Ich bin sehr froh, wenn hier Kooperationen besser stattfinden, weil man sich in einer vernetzten Welt nur mit Kooperationen stark machen kann. Der Journalismus wird sich anpassen müssen, aber ich bin überzeugt: Journalismus hat Zukunft, Qualität hat Zukunft. Mit diesem breiten Ansatz werden wir hier unsere schweizerischen Besonderheiten abbilden können.
Ja, Herr Ständerat Lombardi: Es ist mir noch nicht gelungen, die Friedenspfeifen rauchen zu lassen, obwohl wir schon seit fünf Jahren daran arbeiten.

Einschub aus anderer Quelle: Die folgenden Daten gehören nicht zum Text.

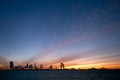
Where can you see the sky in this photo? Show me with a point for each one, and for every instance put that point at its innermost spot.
(79, 33)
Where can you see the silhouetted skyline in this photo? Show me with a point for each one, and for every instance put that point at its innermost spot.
(80, 33)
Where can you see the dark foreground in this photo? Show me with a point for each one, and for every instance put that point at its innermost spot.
(60, 75)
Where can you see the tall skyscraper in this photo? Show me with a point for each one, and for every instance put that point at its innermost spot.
(11, 65)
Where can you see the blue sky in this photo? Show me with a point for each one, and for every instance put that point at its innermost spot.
(40, 30)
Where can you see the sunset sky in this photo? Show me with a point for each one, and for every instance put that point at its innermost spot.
(79, 33)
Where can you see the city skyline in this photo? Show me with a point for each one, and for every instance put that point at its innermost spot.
(80, 33)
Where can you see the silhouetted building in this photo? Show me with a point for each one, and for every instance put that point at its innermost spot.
(11, 65)
(41, 66)
(50, 67)
(30, 66)
(61, 66)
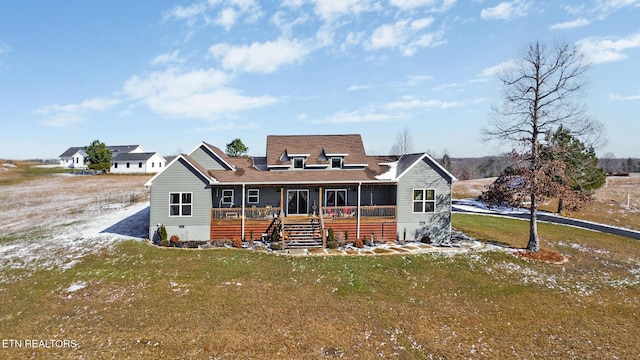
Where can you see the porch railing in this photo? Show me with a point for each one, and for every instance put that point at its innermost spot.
(252, 213)
(340, 212)
(328, 212)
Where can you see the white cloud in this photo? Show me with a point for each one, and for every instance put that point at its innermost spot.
(65, 115)
(506, 10)
(332, 9)
(186, 12)
(5, 50)
(409, 102)
(403, 35)
(169, 58)
(227, 126)
(432, 5)
(265, 57)
(600, 50)
(358, 87)
(570, 24)
(608, 6)
(343, 117)
(497, 69)
(227, 18)
(624, 98)
(194, 94)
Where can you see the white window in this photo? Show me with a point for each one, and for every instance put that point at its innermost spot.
(253, 196)
(180, 204)
(298, 163)
(227, 196)
(424, 200)
(335, 197)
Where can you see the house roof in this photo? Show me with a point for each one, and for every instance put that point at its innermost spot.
(72, 151)
(220, 154)
(123, 148)
(253, 170)
(114, 149)
(133, 156)
(316, 148)
(189, 162)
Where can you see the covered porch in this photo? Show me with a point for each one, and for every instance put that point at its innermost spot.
(345, 208)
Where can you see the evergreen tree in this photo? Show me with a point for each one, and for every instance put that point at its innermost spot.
(98, 156)
(236, 148)
(581, 174)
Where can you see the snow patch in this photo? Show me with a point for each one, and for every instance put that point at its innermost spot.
(76, 286)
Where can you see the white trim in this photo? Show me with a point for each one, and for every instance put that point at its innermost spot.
(425, 155)
(211, 180)
(286, 208)
(202, 143)
(346, 194)
(423, 201)
(180, 204)
(293, 162)
(257, 196)
(222, 196)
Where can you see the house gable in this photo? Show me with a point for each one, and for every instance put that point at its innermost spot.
(182, 176)
(211, 157)
(298, 152)
(418, 179)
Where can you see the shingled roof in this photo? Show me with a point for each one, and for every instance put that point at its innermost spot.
(247, 172)
(316, 148)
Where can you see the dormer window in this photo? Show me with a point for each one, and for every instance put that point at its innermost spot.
(298, 163)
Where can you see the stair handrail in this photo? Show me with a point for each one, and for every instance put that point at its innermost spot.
(322, 231)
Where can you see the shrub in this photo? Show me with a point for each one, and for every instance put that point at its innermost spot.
(236, 242)
(162, 233)
(175, 239)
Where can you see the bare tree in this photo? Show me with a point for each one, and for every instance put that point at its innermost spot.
(540, 95)
(404, 143)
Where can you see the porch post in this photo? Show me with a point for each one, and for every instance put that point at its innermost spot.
(358, 212)
(242, 220)
(282, 201)
(322, 233)
(319, 200)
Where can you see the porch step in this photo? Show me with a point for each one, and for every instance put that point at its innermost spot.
(303, 235)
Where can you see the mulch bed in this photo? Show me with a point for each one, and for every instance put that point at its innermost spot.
(544, 255)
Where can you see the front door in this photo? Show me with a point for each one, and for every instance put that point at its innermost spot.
(297, 202)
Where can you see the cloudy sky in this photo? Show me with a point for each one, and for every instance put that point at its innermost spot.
(169, 74)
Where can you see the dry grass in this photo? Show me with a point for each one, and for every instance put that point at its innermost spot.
(610, 205)
(137, 301)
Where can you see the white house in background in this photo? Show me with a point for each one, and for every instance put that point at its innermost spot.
(126, 159)
(137, 163)
(73, 158)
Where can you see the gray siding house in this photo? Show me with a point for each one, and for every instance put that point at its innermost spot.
(304, 185)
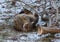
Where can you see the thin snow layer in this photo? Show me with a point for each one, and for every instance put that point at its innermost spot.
(31, 36)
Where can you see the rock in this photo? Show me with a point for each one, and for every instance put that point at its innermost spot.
(24, 22)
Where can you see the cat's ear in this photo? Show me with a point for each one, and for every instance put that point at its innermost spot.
(36, 15)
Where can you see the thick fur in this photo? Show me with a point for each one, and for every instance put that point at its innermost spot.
(24, 22)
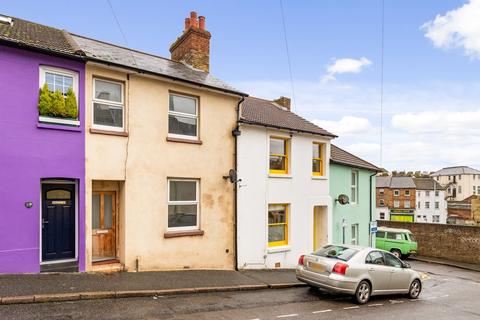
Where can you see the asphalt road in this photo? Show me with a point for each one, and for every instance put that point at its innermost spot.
(448, 293)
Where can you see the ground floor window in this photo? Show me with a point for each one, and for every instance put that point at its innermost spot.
(183, 204)
(277, 225)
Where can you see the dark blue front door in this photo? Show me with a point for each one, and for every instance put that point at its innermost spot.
(58, 221)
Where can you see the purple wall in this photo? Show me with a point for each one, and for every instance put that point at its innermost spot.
(29, 153)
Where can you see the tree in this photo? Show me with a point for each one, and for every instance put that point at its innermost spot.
(71, 105)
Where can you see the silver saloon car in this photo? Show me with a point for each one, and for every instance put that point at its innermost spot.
(358, 271)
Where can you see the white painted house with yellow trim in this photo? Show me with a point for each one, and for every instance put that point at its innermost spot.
(284, 208)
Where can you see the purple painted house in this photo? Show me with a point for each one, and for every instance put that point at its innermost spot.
(42, 156)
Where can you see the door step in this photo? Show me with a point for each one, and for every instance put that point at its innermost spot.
(107, 267)
(71, 266)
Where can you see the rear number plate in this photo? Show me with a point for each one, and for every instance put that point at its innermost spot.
(317, 267)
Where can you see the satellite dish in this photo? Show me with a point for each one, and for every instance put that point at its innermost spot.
(343, 199)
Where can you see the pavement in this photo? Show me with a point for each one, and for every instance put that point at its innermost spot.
(32, 288)
(462, 265)
(448, 293)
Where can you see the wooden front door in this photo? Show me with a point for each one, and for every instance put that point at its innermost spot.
(58, 222)
(104, 225)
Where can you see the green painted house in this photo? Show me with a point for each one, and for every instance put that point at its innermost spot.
(355, 178)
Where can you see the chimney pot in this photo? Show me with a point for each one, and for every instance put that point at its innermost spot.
(284, 102)
(201, 22)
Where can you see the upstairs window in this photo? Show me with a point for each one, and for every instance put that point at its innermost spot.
(108, 106)
(183, 117)
(317, 159)
(278, 155)
(58, 102)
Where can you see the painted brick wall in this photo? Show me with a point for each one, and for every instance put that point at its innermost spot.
(452, 242)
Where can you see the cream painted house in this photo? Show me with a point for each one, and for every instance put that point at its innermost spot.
(284, 206)
(158, 145)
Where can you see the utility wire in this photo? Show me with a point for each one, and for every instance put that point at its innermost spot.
(288, 54)
(381, 81)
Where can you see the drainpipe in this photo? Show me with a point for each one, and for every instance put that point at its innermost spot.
(371, 208)
(236, 132)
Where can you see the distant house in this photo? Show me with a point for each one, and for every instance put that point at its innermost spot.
(395, 198)
(460, 182)
(431, 203)
(284, 206)
(354, 177)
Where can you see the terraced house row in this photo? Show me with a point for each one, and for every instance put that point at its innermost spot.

Aber ich habe wahrscheinlich bisher den falschen Tabak verwendet. (Heiterkeit)
Unterstützen Sie uns deshalb bei der Zukunft, bei der Zukunft mit diesem Mediengesetz. Unterstützen Sie uns einerseits bei der Justierung der kniffligen Fragen punkto inhaltliche Freiheit und Programmautonomie - und das eben dann gebührenfinanziert. Unterstützen Sie uns andererseits bei den Werbeeinschränkungen, Werbeverboten, die wir heute haben und weiterführen, damit auch die Privaten im Wettbewerb eine Chance haben, damit die Privaten weiterhin auch den Service public ergänzen, damit die Privaten auch weiterhin Vorteile am Werbemarkt haben. Ich bin überzeugt, dass wir dann alle von einem hochwertigen, staatspolitisch verlässlichen und demokratierelevanten Service public profitieren können.